Réunion du 16 juillet 2007 à 10h00
Règlement définitif du budget de 2006 — Discussion générale

Photo issue du site de l'Assemblée nationale ou de WikipediaJean Launay :

Monsieur le ministre, l'examen du projet de loi de règlement du budget de 2006 est l'occasion, sur la base d'un retour en arrière sur l'exercice budgétaire écoulé, de formuler des observations critiques sur la gestion des finances publiques par le Gouvernement.

Au préalable, je voudrais faire deux réflexions.

Premièrement, la situation de l'économie française et son environnement international influent sur les conditions de l'exécution budgétaire. Depuis 2004, l'économie mondiale bénéficie d'une croissance vigoureuse. Pourtant, notre pays est à la peine et court derrière le redressement de l'activité mondiale. Comme Pierre-Alain Muet l'a dit, nous sommes, avec un taux de croissance de 2,1 % en 2006, en dessous du niveau d'activité enregistré dans la zone euro.

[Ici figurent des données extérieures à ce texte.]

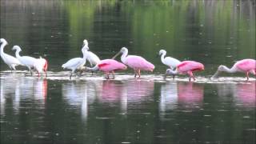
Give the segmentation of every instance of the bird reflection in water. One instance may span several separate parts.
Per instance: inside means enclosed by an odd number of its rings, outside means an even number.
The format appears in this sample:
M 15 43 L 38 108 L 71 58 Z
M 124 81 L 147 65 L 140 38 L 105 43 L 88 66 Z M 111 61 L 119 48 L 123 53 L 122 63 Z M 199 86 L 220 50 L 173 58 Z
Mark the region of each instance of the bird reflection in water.
M 136 103 L 141 103 L 154 93 L 154 82 L 129 81 L 121 82 L 117 81 L 104 81 L 98 97 L 102 102 L 121 104 L 122 111 L 126 113 L 127 105 L 133 107 L 139 106 Z
M 14 113 L 19 113 L 20 101 L 26 103 L 34 102 L 37 107 L 45 106 L 47 96 L 47 80 L 38 78 L 11 75 L 1 79 L 1 114 L 5 114 L 6 102 L 12 102 Z M 6 101 L 10 99 L 10 101 Z M 26 108 L 26 107 L 25 107 Z
M 71 82 L 62 84 L 62 96 L 64 99 L 71 106 L 72 109 L 80 110 L 82 119 L 85 122 L 88 115 L 88 85 L 83 82 Z
M 179 107 L 194 109 L 202 106 L 203 85 L 186 82 L 168 82 L 161 87 L 160 114 Z
M 237 106 L 255 107 L 255 83 L 256 82 L 218 84 L 218 95 L 225 101 L 229 100 L 228 96 L 231 95 Z

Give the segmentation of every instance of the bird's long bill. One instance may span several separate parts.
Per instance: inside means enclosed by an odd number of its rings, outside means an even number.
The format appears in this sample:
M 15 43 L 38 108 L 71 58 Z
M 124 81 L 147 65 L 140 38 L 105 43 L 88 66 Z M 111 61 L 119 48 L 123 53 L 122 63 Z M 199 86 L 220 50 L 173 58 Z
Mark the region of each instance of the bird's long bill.
M 117 56 L 118 56 L 121 54 L 121 52 L 119 51 L 118 54 L 116 54 L 111 59 L 114 59 L 115 58 L 117 58 Z
M 215 74 L 210 78 L 210 79 L 215 79 L 215 78 L 218 78 L 218 74 L 220 74 L 221 72 L 219 70 L 217 70 L 215 72 Z
M 82 66 L 81 68 L 82 70 L 83 71 L 90 71 L 90 72 L 97 72 L 98 70 L 98 67 L 95 66 L 94 67 L 86 67 L 86 66 Z

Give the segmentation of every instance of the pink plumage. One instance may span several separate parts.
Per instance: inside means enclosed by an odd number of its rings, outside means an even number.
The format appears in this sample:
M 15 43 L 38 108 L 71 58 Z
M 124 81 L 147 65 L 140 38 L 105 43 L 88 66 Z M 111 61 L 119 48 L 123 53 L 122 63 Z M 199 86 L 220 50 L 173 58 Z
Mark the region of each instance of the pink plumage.
M 98 69 L 104 72 L 111 72 L 118 70 L 126 70 L 126 65 L 114 59 L 104 59 L 98 64 Z
M 127 56 L 124 63 L 134 70 L 142 70 L 152 72 L 154 69 L 154 66 L 152 63 L 147 62 L 142 57 L 136 55 Z
M 186 74 L 189 71 L 200 71 L 204 70 L 204 66 L 194 61 L 183 61 L 177 66 L 178 71 L 182 74 Z
M 243 59 L 237 62 L 234 65 L 239 70 L 243 72 L 256 71 L 256 60 Z

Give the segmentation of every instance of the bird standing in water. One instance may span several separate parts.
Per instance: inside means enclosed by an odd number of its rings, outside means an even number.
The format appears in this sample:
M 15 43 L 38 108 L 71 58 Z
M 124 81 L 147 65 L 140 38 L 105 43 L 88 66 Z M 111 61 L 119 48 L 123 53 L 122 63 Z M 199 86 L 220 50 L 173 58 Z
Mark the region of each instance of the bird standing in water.
M 138 75 L 138 78 L 141 77 L 141 70 L 152 72 L 154 69 L 154 66 L 147 62 L 142 57 L 137 55 L 128 55 L 128 49 L 126 47 L 122 47 L 121 50 L 112 58 L 112 59 L 114 59 L 120 54 L 122 54 L 121 56 L 122 62 L 134 69 L 134 78 L 136 78 L 137 74 Z
M 88 70 L 90 71 L 96 72 L 98 70 L 103 71 L 106 74 L 106 78 L 110 78 L 110 73 L 113 75 L 113 79 L 114 78 L 114 71 L 120 70 L 126 70 L 127 66 L 121 62 L 118 62 L 114 59 L 104 59 L 100 61 L 94 67 L 83 67 L 83 70 Z
M 63 69 L 70 69 L 71 70 L 71 74 L 70 76 L 70 79 L 71 79 L 72 74 L 74 73 L 76 70 L 81 70 L 81 68 L 86 64 L 86 54 L 87 50 L 89 50 L 88 47 L 88 42 L 86 39 L 83 41 L 83 46 L 82 48 L 82 53 L 83 57 L 82 58 L 74 58 L 70 59 L 68 62 L 64 63 L 62 67 Z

Deuxième réflexion : l'article 58 de la loi organique relative aux lois de finances votée en 2001 impose, à partir de l'exercice 2006, de faire certifier par la Cour des comptes la régularité, la sincérité et la fidélité des comptes de l'État, lesquels ont été pour la première fois établis suivant les exigences du nouveau référentiel comptable. C'est donc la première fois que les gestionnaires ont pu mettre en oeuvre la fongibilité des crédits au sein des programmes, qui constituent l'unité de spécialisation des crédits. Selon la Cour des comptes, cet usage a d'ailleurs été plutôt prudent, avec un total de 400 millions d'euros de crédits déplacés par les gestionnaires.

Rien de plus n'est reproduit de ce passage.